The company's reach has expanded too. CMRG now operates two chains in the U.S. and Canada: Casual Male XL, which carries moderately priced clothing, and the higher-end Rochester Clothing, which it acquired in 2004. Both units also operate catalog and Web businesses.
Last year, CMRG reported net income of $10.8 million. According to Hernreich, since the acquisition of Casual Male, he and Levin have "been busy."
A Chicago native, Hernreich, now CMRG's finance chief and COO, is an Arthur Andersen-trained accountant. He learned how to be a CFO while working in the oil and gas business, becoming a finance chief of an independent exploration-and-production company during the late 1970s and early 1980s, until oil dropped to $10 a barrel. He then moved to The Equity Group, where he worked on mergers and acquisitions. After that Hernreich became the CFO of a regional Midwest discount retailer owned by The Equity Group, and eventually came east to take the top finance post at Loehmann's, a clothing retailer in New York.
CFO.com caught up with Hernreich to ask him about the turnaround, the metrics he keeps an eye on, balancing the CFO and COO positions, and how his mid-cap company has dealt with Sarbanes-Oxley. Here's what he had to say.
CFO.com: CMRG got off to a rocky start—not unexpectedly, since you combined a financially failing company with a bankrupt one. Why did you pursue that strategy?
Dennis Hernreich: David (Levin) and I were working together at Designs Inc., which owned and operated the Levi's/Dockers outlet stores.
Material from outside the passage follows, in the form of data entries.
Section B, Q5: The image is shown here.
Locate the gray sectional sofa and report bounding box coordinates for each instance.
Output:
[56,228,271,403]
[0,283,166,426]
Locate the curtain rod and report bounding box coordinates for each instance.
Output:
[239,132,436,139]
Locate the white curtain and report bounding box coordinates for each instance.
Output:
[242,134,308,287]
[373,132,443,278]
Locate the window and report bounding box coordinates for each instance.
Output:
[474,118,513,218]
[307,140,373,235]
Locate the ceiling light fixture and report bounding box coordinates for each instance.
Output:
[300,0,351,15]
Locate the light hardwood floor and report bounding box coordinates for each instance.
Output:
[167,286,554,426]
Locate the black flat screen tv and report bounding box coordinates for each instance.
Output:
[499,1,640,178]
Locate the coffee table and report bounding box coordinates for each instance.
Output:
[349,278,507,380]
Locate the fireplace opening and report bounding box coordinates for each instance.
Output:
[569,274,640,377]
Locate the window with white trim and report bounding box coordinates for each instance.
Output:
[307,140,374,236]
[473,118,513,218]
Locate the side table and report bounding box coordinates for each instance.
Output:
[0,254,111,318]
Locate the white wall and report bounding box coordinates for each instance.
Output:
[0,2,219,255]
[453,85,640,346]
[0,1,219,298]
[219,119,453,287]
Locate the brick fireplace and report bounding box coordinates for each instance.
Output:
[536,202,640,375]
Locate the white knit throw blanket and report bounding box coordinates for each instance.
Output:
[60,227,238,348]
Levi's sales had been declining for over a decade. The proliferation of branded denim, like Polo, Nautica, American Eagle, and Abercrombie [and Fitch] were eating away at Levi's market share. There was no growth future for Designs Inc. based upon its current business plan.
So you bought another failing clothing business?
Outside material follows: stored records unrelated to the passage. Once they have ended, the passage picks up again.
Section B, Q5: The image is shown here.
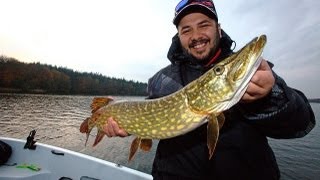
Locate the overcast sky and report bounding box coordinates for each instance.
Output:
[0,0,320,98]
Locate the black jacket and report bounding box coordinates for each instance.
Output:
[148,32,315,180]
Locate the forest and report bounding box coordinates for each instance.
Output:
[0,56,147,96]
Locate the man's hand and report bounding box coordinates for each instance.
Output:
[241,60,275,103]
[103,117,129,137]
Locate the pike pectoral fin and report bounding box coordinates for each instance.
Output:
[217,113,225,129]
[90,97,113,113]
[80,118,91,146]
[207,114,224,159]
[93,130,105,147]
[140,139,152,151]
[129,137,141,161]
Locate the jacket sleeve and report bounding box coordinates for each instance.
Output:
[239,73,315,139]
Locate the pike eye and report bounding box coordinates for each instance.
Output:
[213,66,224,75]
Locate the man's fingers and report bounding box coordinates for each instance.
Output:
[104,117,128,137]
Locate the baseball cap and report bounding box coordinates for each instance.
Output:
[173,0,218,26]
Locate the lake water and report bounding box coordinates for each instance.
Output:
[0,94,320,180]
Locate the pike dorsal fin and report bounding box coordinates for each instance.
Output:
[129,137,141,161]
[90,97,113,113]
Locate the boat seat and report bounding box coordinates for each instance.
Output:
[0,165,51,180]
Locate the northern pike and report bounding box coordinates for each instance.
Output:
[80,35,267,161]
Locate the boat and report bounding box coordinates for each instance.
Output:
[0,132,153,180]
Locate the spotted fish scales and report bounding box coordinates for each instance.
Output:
[80,35,266,160]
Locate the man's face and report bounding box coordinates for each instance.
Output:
[178,13,221,60]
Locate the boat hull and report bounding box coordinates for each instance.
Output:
[0,137,152,180]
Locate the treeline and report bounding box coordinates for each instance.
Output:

Yes. [Casual Male's parent company] J. Baker had a sick balance sheet, and in the summer of 2001 it went bankrupt. But the bankruptcy created an opportunity for us. We liked Casual Male for a number of reasons. It had a dominant market position, being the primary specialty company in the big-and-tall-man space. It was over expensed and over invested in infrastructure, and the brand was tired, and not being developed. We thought the company was a ripe acquisition, and that if managed right, could reach its full potential.
Where did you start?
CMRG divested the businesses [linked] to the old Designs Inc. That included the Levi's business. We had a lot of diversion, distractions, and losses as a result of those businesses. We also installed new information technology systems at CMRG. The Casual Male was run on old IBM mainframes using COBOL. We replaced the mainframe with mini computers and client seats. By July 2004, the new systems were up and running supply-chain and merchandising-planning applications, as well as warehouse-management systems. We also installed a CRM [customer relationship management] database operation—we're a big direct-mail marketer.
Are you saying that computer efficiencies brought the business back to life?
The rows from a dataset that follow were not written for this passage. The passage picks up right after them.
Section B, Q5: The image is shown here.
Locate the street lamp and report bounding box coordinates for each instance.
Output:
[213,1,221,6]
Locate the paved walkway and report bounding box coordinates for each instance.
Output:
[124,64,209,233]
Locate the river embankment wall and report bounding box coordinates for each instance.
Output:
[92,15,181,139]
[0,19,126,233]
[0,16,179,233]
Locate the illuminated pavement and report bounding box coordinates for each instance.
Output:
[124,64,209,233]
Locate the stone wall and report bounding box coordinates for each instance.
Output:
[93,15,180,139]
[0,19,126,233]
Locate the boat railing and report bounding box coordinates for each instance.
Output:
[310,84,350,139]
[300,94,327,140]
We are more efficient and manage inventory better. But the systems allow us to cater to our niche—the big and tall guy. The new systems gave us the ability to micro-merchandise. Our customer comes from all walks of life, all demographics and market segments. So understanding him, catering to him, finding him, is elusive. He tends to blend into his neighbors where he lives. So theoretically, there should be no one [Casual Male XL store that looks alike. From a practical perspective that's a bit of a stretch, but a Miami store should be different than a Chicago store, which should be different from an L.A. store. With the new [IT] infrastructure in place, the company's operating metrics begun to improve.